I am writing this article on Day 3 of the Gay Games, sitting in my hotel room at Guadalajara after a very busy day of riding a bus full of cheerleaders (again). Having connected with so many of my Gay Games, swimming, and Pride Cheerleading Association friends and fam from the moment I stepped off the plane. We had a very memorable opening ceremony in GDL, and based on the streaming from Hong Kong, there opening ceremony was equally as fabulous. Watching the parade of athletes and seeing the pure energy and excitement of the athletes coming into the opening ceremony. They are ELATED to be here at this event, celebrating the best of who they are and taking the opportunity to be their authentic selves. The energy and enthusiasm have been absolutely remarkable and contagious!

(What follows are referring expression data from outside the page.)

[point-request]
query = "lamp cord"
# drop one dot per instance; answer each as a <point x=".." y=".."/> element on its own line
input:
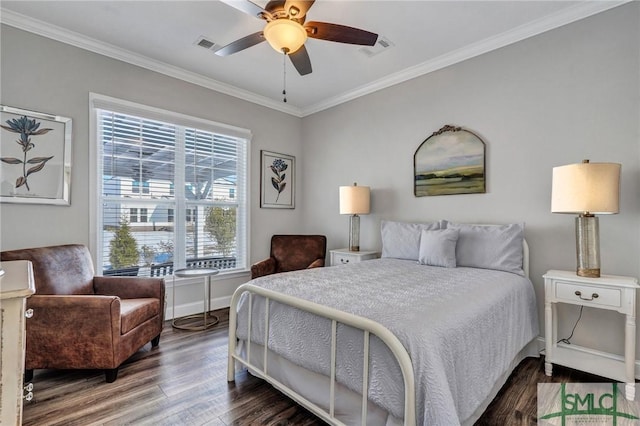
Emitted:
<point x="567" y="339"/>
<point x="284" y="76"/>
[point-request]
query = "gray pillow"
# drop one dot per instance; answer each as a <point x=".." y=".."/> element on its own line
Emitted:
<point x="496" y="247"/>
<point x="401" y="240"/>
<point x="438" y="247"/>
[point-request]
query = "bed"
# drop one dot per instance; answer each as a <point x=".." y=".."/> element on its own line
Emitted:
<point x="425" y="335"/>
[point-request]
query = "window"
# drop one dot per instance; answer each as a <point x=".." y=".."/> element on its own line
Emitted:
<point x="171" y="189"/>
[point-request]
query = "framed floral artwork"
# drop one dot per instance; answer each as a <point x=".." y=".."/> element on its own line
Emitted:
<point x="35" y="157"/>
<point x="277" y="180"/>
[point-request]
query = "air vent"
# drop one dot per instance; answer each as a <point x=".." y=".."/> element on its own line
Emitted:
<point x="203" y="41"/>
<point x="381" y="45"/>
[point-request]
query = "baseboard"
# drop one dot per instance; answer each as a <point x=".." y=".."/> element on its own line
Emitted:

It is so important that, despite the difficulties, challenges, and drama faced, that the powers that be persisted in ensuring that Gay Games 11 would still take place. Even if that meant adapting the Gay Games format and model to fit the needs of our current events, because those who are most willing to adapt are the ones who not just survive, they thrive. Our community needed this Gay Games to take place, more than ever. To experience the positive energy, excitement, passion, love, power and so many more feelings that come from being part of an event greater than yourself, having memorable experiences and discovering what you’re truly capable of. After the pandemic, economic uncertainties, rise of anti-LGBTQ+ sentiment and violence; our community needed this kind of positive energy more than ever.

After the collapse of the World Outgames in 2017, I lost my own faith in the LGBTQ+ sports community and I didn’t want to be part of something like what Outgames had come to represent. In those six years since, it has been a lot of ups and downs throughout life, for all of us. I never really felt like I could (or even wanted to) be a part of this kind of event ever again. In the last two years, seeing how the LGBTQ+ sports community came together post-pandemic has reminded us of and especially myself, why these events exist in the first place. What is the purpose and mission of “Gay Games”. Today there are thousands of LGBTQ+ sports clubs and organizations all over the world, who host thousands of sports events centered around building diversity, inclusion, and equity/equality in sport. All of that is rooted in the basic foundation of the Gay Games and what is has represented all along. While it is only day 3, I have already been reminded of the power and raw emotion of what the Gay Games represents. Athletes discovering the best of who they are and expressing that so authentically in every way, there is truly no other experience quite like it.